The 2011 Cadillac CTS and Infiniti M37/M56 earn the top rating of good in recent roof strength tests that assess how well vehicles would protect people in rollover crashes. The Lexus GS and Audi A6, both tested as 2010 models, are rated acceptable, and the Acura RL, also a 2010, is rated marginal for rollover protection.

After the latest roof strength tests, the CTS and M37/M56 also earn the Institute's Top Safety Pick award with good ratings in all 4 Institute safety evaluations, and electronic stability control, which research shows can help drivers stay out of crashes altogether.

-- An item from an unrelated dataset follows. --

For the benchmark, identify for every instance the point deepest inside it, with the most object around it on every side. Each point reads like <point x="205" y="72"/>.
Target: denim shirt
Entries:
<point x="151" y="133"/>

"The test results show that manufacturers are moving quickly to improve the rollover safety of their newest designs," says Institute president Adrian Lund.

The BMW 5 series, Hyundai Genesis, Lincoln MKS, Mercedes E class, and Volvo S80 also are Top Safety Pick winners in the large luxury class based on test results released earlier.

The Institute evaluates rollover protection using a roof strength test. In this test a metal plate is pushed against one corner of a vehicle's roof at a constant speed. The maximum force sustained by the roof before 5 inches of crush is compared to the vehicle's weight to find the strength-to-weight ratio. This is a good assessment of vehicle structural protection in rollover crashes. Good rated vehicles have roofs that can withstand a force equal to at least 4 times the vehicle's weight.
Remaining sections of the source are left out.